アリーナはクリフトに指差して宣言をする。
「いつか、絶対にクリフトをびっくりドキドキさせるんだから!負けないわ!」
「それは…困りましたね。」
少しあきれたようなクリフトの顔が、また愛しくて、アリーナはドキドキした。
「貴方の無意識のしぐさですら、私は惑わされてしまいそうですのに、それを意識的にされてしまっては適いそうにありません。」
「そんなこと…ないわよ」
「ですから、気づかないで下さいね。…貴方が…どれほど無意識に私を惑わしているかということを…」
勝てない、絶対に勝てない。この人には、絶対に。
(その言葉がすでにずるいもの…)
ただ、顔を赤くしてアリーナは黙り込んでいた。クリフトはそっと頭に手をあててアリーナを促す。
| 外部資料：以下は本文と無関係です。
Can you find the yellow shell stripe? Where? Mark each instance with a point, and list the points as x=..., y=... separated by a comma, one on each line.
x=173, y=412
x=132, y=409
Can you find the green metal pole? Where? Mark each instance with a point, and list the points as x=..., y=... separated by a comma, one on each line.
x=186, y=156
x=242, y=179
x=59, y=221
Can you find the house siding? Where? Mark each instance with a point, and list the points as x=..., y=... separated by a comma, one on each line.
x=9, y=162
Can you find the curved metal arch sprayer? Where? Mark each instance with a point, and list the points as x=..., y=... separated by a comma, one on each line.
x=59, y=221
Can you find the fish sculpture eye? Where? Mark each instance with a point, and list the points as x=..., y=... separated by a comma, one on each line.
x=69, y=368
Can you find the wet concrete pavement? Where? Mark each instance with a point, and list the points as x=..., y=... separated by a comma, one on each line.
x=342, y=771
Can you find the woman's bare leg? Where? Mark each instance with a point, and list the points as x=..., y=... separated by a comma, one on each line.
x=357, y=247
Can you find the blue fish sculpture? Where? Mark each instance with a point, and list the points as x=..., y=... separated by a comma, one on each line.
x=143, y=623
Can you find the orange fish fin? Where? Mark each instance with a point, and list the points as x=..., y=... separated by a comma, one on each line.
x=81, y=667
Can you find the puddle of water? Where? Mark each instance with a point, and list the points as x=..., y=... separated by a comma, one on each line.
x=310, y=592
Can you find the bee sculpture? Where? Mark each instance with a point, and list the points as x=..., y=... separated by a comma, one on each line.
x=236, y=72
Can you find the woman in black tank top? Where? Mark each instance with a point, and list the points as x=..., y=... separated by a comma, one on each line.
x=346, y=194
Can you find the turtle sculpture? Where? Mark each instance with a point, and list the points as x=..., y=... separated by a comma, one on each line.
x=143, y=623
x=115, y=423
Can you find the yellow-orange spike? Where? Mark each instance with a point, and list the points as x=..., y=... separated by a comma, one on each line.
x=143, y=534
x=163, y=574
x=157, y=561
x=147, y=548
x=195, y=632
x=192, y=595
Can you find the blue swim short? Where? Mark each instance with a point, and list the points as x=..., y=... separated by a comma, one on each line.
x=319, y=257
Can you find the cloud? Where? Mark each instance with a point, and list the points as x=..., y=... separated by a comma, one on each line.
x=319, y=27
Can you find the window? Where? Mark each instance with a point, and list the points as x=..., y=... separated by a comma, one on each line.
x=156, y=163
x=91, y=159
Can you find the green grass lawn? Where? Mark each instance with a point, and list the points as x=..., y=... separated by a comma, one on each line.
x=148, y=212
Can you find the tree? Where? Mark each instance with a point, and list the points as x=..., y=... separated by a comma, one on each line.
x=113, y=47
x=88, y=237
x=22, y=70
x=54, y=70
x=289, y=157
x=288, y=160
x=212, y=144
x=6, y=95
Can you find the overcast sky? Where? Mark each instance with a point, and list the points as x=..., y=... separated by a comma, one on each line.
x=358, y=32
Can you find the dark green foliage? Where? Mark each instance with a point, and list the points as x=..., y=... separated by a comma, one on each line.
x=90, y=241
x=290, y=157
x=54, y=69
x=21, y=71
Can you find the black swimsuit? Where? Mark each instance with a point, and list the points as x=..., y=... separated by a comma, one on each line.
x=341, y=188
「では、そろそろ帰りませんと。もうお昼の鐘がなってしまいました。」
「そうね…休憩時間、とっくに過ぎちゃったわね。」
そう言ってアリーナはドレスのすそをそっと掴んだ。
(汚れてない…?)
あれほど必死に逃げたつもりなのに。すそは全く綺麗なままだった。
「ふふふふふふ」
「どうされました?」
「ううん、なんでもないわ。」
「ご機嫌ですね。…おそらくブライ様、怒っていらっしゃいますよ。お仕事も多分溜まっているでしょうし。」
すいません、とあやまるクリフトにアリーナは上機嫌で言った。
「いいわ、今度王族に入る人に、代わりに怒られてもらうもの。」
「それは…困りましたね。…私も王族になるための勉強があるのですけれど…仕方ないでしょうか。」
「そうよ、全部クリフトのせいだもの!」
それだけ言うと来る時と同じように、アリーナは走り出した。
今度は意識的に、クリフトが追いつけるように。
(そうよ、私が本気で走ったら、クリフトが追いつけるはず、無いのに。)
大人になって、私は弱くなった。世界でたった一人、適わない人が出来たから。
だけど、その人さえいれば、私は世界一強いのよ。…ほんとよ。
だって、私は恋をしてるんだもの。